Stream greenhouse gas dynamics in a tropical landscape

Streams and rivers contribute significant emissions of carbon dioxide, methane, and nitrous oxide to the atmosphere, and have the potential to offset the terrestrial carbon sink. However, global and regional estimates of greenhouse gas (GHG) fluxes from fluvial ecosystems remain uncertain. The majority of studies that investigate GHG dynamics and fluxes come from temperate streams and rivers, with less research being done in tropical ecosystems. Using a nested watershed approach, we sampled six streams weekly in the Luquillo Mountains in Puerto Rico for a period of five years.
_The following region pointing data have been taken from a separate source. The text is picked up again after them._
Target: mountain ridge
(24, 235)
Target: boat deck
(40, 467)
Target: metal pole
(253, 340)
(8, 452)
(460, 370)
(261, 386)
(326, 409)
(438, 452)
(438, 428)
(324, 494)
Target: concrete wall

This allowed us to examine spatial and temporal greenhouse gas dynamics using watersheds of contrasting lithology, vegetation, and precipitation patterns. Streams and rivers in the Luquillo Mountains were consistently supersaturated with respect to the atmosphere for all three GHGs. Spatial variability in methane concentrations appears to be related to differences in lithology and sediment characteristics, but controls on carbon dioxide and nitrous oxide variability are more cryptic in this landscape. Elucidating controlling factors and determining fluxes of GHGs from tropical ecosystems is imperative to understanding the variability in fluxes across biomes and will help improve global GHG estimates from streams and rivers.